= Jaroslav Kyzlink =

Czech conductor

Jaroslav Kyzlink (born 21 January 1973) is a Czech conductor, who was appointed the music director of the National Theatre in Prague, in August 2012.

Born in Brno, Czech Republic, he graduated from the Janacek Academy of Music and Performing Arts in chorus and orchestra conducting (1995, 1997).

Since 1992 he has worked for the Janacek Opera (National Theatre) in Brno, as a chorus master, conductor, principal conductor and artistic director (2001–2003, touring Japan twice). Since 1999 he has been a regular guest conductor at the State Opera in Prague and since 2002 also at Prague National Theatre Opera. From 2004 to 2006 he was the music director of the Slovak National Theatre (Bratislava), and now he works there as a permanent guest conductor.
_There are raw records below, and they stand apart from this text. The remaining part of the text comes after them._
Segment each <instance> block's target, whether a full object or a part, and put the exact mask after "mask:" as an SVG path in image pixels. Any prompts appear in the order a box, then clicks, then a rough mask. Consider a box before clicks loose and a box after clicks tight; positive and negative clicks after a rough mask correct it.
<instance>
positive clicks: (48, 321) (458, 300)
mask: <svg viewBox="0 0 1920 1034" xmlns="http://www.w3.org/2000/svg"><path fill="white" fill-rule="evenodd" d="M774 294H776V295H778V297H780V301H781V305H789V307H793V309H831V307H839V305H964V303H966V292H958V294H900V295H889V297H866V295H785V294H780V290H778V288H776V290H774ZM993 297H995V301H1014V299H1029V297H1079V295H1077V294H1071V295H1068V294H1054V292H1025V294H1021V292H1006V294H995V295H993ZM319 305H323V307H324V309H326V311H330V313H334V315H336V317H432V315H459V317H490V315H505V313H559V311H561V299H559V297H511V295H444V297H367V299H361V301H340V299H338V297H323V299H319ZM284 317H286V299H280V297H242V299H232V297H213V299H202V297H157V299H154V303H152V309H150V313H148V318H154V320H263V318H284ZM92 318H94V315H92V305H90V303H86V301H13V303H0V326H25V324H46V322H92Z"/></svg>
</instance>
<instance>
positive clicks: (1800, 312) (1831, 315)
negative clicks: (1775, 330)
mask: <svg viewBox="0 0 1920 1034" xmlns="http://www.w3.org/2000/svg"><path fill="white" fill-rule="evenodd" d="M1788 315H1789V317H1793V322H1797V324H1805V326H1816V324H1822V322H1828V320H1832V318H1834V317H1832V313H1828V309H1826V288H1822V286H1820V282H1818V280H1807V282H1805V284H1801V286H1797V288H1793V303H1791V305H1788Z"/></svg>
He has conducted more than 30 operas, including Handel's Alcina and Britten's Peter Grimes. He specializes in Janacek's works and has conducted most of them.

In December 2008 he contributed to a joint production of Gluck's Orfeo and Eurydice for Slovak National Theatre and Teatr Vielki Warsawa by musical preparation.

In 2009 he prepared and conducted Tchajkovskij's Eugen Onegin in the National Theatre, Brno and the new production of Dvořák's Rusalka in the Greek National Opera in Athens. In August 2010 he worked on the first Danish performance of Erich Wolfgang Korngold's opera Die tote Stadt at the Danish National Theatre.

Recently he has prepared and conducted, among others, the new production of Rusalka at the Theatre Bonn (Germany) and at the New National Theatre in Tokyo. Currently, he is working on new productions of Verdi's Vespri Siciliani for National Theatre in Brno and Don Carlo for National Theatre in Prague (2013) and returning to NNT Tokyo with a new production of Korngold's Die tote Stadt (2014).